On 8 January 2010, the Togo national team bus was attacked by gunmen as it traveled through the Angolan province of Cabinda for the Africa Cup of Nations. The bus came under machine gun fire just after it had crossed the border from the Republic of the Congo into the Angolan exclave province of Cabinda. All of Togo's initial Group B games were to take place in the Estádio Nacional do Chiazi stadium in Cabinda.

According to rebel leader Mingas, the attack was carried out by his Commander Sametonne who claimed 15 FLEC fighters participated in the ambush. The attack lasted for at least 30 minutes. The bus driver, Mário Adjoua, was killed, cutting off all possible means of escape. The passengers hid beneath the seats. A security team of around 10 men in two cars travelling with the team returned the attackers' fire.

FC Vaslui defender Serge Akakpo was badly wounded by bullets and lost blood, as was goalkeeper Kodjovi Obilalé. Alongside both players, Vice-President Gabriel Ameyi of the Togolese Football Federation and seven members including a journalist and two team doctors were wounded. Emmanuel Adebayor said the attack was, "one of the worst things I've ever been through in my life." He had to carry his screaming teammates into the hospital as he was one of those least affected. Thomas Dossevi said, "It was a real hell. Twenty minutes of shots, of blood and fear," and Richmond Forson said, "The bus carrying the luggage was riddled. Maybe they thought we were there. Then they opened fire, even against our coaches. It was terrible." Dossevi said the team was "machine-gunned, like dogs."

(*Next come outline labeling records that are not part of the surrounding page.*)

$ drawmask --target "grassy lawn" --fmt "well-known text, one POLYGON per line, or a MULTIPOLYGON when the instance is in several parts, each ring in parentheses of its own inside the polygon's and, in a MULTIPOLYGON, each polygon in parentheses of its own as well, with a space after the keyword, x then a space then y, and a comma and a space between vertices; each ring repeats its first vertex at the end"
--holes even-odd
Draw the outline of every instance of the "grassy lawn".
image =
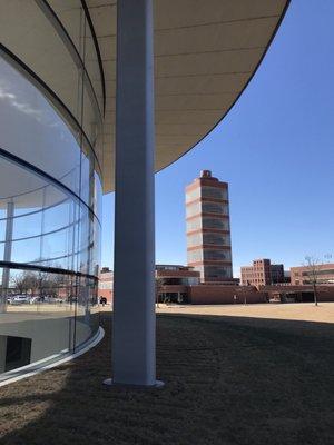
POLYGON ((161 389, 105 387, 104 342, 0 389, 0 444, 334 444, 333 324, 158 316, 161 389))

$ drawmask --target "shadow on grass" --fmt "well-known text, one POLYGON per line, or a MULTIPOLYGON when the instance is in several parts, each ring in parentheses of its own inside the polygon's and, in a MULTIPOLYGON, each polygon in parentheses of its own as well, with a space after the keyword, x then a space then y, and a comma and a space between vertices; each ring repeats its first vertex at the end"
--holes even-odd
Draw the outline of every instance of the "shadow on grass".
POLYGON ((334 443, 333 325, 159 315, 161 389, 105 387, 104 342, 0 392, 0 444, 334 443))

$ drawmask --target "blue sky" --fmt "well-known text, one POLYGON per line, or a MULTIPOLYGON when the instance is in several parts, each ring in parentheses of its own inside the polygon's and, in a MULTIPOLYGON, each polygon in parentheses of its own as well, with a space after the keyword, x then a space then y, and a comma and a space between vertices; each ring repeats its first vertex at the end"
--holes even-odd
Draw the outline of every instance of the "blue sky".
MULTIPOLYGON (((234 274, 254 258, 334 257, 334 1, 292 0, 261 68, 224 121, 156 175, 157 263, 186 264, 185 186, 229 182, 234 274)), ((102 265, 112 267, 114 194, 102 265)))

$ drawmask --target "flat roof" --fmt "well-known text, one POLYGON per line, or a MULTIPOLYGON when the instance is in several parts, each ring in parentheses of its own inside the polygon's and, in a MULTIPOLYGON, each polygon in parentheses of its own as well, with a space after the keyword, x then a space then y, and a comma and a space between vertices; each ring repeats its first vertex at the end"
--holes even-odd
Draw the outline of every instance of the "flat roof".
MULTIPOLYGON (((106 86, 104 190, 114 190, 115 0, 86 0, 106 86)), ((286 0, 155 0, 156 170, 224 118, 261 63, 286 0)))

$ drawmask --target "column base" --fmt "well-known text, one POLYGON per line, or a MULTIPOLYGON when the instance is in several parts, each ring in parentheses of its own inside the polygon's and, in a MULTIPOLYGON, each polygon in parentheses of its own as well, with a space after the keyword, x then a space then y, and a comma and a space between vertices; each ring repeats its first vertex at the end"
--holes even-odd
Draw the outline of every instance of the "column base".
POLYGON ((116 386, 128 389, 151 389, 151 388, 161 388, 163 386, 165 386, 165 383, 161 380, 156 380, 154 385, 132 385, 127 383, 115 383, 112 378, 107 378, 106 380, 104 380, 104 385, 116 386))

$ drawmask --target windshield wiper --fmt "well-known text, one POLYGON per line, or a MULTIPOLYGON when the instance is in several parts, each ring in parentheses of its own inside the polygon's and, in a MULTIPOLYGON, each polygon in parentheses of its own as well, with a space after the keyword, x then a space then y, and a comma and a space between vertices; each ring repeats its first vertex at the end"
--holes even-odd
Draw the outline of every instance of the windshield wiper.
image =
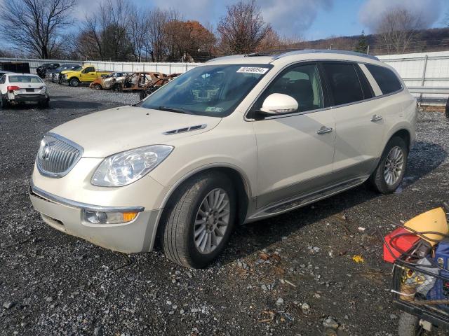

The Angolan separatist guerrilla group Front for the Liberation of the Enclave of Cabinda (FLEC) claimed responsibility for the attack. A statement signed by FLEC's secretary general Rodrigues Mingas said, "This operation is just the start of a series of planned actions that will continue to take place in the whole territory of Cabinda." French Foreign Ministry spokesperson Bernard Valero said that "inciting violence is totally unacceptable" and Mingas could be prosecuted under French laws for making such statements.
A larger offshoot group known as Armed Forces of Cabinda (FLEC-FAC) also claimed responsibility. The leader of the group Jean-Claude N'Zita dismissed Mingas' faction as opportunist.

===Victims===
Three people were killed and nine others injured in the attack.

- Dead
- Améleté Abalo – assistant coach of the Togo national football team and manager of ASKO Kara (died on 9 January 2010)
- Stanislas Ocloo (died on 9 January 2010) – TV sports commentator/journalist for Togolese Television
- Mário Adjoua – Angolan-born bus driver (died on 8 January 2010)

- Wounded
- Kodjovi Obilalé – was shot in the lower back. The bullet split into several pieces making its way into his stomach. The goalkeeper's condition was reportedly stabilized on 11 January. South African doctors suggested leaving bullet fragments in his stomach since the operation to remove them could possibly cause more damage.
- Serge Akakpo
- Hubert Velud – manager
- Waké Nibombé
- Elista Kodjo Lano
- Divinelae Amevor – physiotherapist
- Tadafame Wadja – doctor

==Investigation==
In connection with the deadly attack on the Togolese national football team, the Angolan police arrested two suspects on 10 January 2010. As the national radio reported, citing the prosecutor, the arrests were made in the Angolan enclave of Cabinda, located between the Republic of Congo and the Democratic Republic of the Congo in Central Africa. A total of 9 suspects were arrested.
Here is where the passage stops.